Windenergie-Anlagen in Betrieb
Windenergie-Anlagen in Betrieb

Die Harting Technologiegruppe unterstützt viele Windenergie-Anlagenhersteller mit ihrer Verbindungstechnik bei der Transformation im Energiesektor. Das Portfolio reicht von Einzelkomponenten bis hin zu kundenspezifischen Lösungen.

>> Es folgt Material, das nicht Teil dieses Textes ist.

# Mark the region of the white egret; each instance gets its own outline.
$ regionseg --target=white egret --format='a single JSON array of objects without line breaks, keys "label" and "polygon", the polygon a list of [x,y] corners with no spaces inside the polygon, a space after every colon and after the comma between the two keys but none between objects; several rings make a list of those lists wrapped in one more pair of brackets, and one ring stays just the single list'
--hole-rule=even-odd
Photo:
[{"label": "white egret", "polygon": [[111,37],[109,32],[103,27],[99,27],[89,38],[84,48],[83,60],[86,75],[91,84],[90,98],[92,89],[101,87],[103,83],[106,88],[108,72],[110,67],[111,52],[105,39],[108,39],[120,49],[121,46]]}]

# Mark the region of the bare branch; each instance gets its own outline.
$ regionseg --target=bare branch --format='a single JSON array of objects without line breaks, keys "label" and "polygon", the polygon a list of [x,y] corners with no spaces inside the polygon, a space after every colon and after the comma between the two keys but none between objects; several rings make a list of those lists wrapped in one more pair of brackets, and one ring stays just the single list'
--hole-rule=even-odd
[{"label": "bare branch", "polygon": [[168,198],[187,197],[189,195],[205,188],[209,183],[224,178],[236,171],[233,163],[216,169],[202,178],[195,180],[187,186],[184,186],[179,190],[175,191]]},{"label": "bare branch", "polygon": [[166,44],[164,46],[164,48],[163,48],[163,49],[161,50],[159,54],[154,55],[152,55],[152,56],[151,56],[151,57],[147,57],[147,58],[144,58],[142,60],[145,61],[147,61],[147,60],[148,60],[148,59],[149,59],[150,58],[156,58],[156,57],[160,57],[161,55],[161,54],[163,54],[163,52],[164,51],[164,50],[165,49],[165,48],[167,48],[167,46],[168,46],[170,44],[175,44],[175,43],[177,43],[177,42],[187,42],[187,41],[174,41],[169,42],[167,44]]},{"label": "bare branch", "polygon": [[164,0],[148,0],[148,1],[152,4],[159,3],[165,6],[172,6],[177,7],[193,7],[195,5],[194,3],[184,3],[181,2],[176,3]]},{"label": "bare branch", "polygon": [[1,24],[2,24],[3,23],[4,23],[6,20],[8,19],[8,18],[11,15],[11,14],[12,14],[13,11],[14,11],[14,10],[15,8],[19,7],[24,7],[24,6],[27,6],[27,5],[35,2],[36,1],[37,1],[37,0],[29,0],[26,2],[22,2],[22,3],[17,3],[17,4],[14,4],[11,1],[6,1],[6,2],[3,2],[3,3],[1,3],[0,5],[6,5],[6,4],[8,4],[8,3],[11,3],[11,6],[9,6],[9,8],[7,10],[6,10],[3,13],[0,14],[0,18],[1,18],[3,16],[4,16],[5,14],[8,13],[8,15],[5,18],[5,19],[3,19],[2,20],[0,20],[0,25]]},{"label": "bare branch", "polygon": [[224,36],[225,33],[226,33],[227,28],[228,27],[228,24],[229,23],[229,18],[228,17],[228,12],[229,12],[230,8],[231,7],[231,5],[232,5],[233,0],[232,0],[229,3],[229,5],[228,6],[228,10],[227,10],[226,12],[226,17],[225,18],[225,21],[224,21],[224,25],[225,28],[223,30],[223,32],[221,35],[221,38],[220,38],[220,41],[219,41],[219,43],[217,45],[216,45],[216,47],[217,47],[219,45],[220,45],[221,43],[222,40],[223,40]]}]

Gut 50.000 MW Strom für Haushalte und Unternehmen produzieren die rund 30.000 Windenergieanlagen (WEA) derzeit in Deutschland. Der Ausbau der Windenergie on- und offshore entscheidet mit über das Tempo und das Gelingen der zu Beginn des Jahrzehnts eingeleiteten energiepolitischen Wende – weg von der Atomkraft (AKW), hin zu regenerativen Energien und zur Reduktion des Energieverbrauchs.

Für Errichter und Betreiber sind Wirtschaftlichkeit und Effizienz bei Standorterschließung, Aufbau, Betrieb und Wartung der WEA von herausragender Bedeutung. Sie bestimmen über die Höhe der Investitions- und Betriebskosten (CAPEX/OPEX, Bild 1) – und legen damit fest, welchen Beitrag eine WEA zur Energiewende leisten kann. Anlagen, die nicht verfügbar sind, produzieren keine Energie, erzielen keine Einspeisevergütung und lassen Umsatzpotenzial ungenutzt.

Mit ihrer Verbindungstechnik begleitet die Harting Technologiegruppe die Transformation im Energiesektor. Das Portfolio reicht von Einzelkomponenten bis hin zu kompletten kundenspezifischen Lösungen und Digitalisierungsstrategien.

Als Hersteller von Industriesteckverbindern verfügt Harting über jahrzehntelange Erfahrung in der Entwicklung und beim Einsatz von Steckverbindern für unterschiedlichste Anwendungen und Herausforderungen. WEA sind – on- wie offshore – außerordentlichen Beanspruchungen durch Besonderheiten des Standorts, Klima, Korrosion und weitere Umwelteinflüsse ausgesetzt.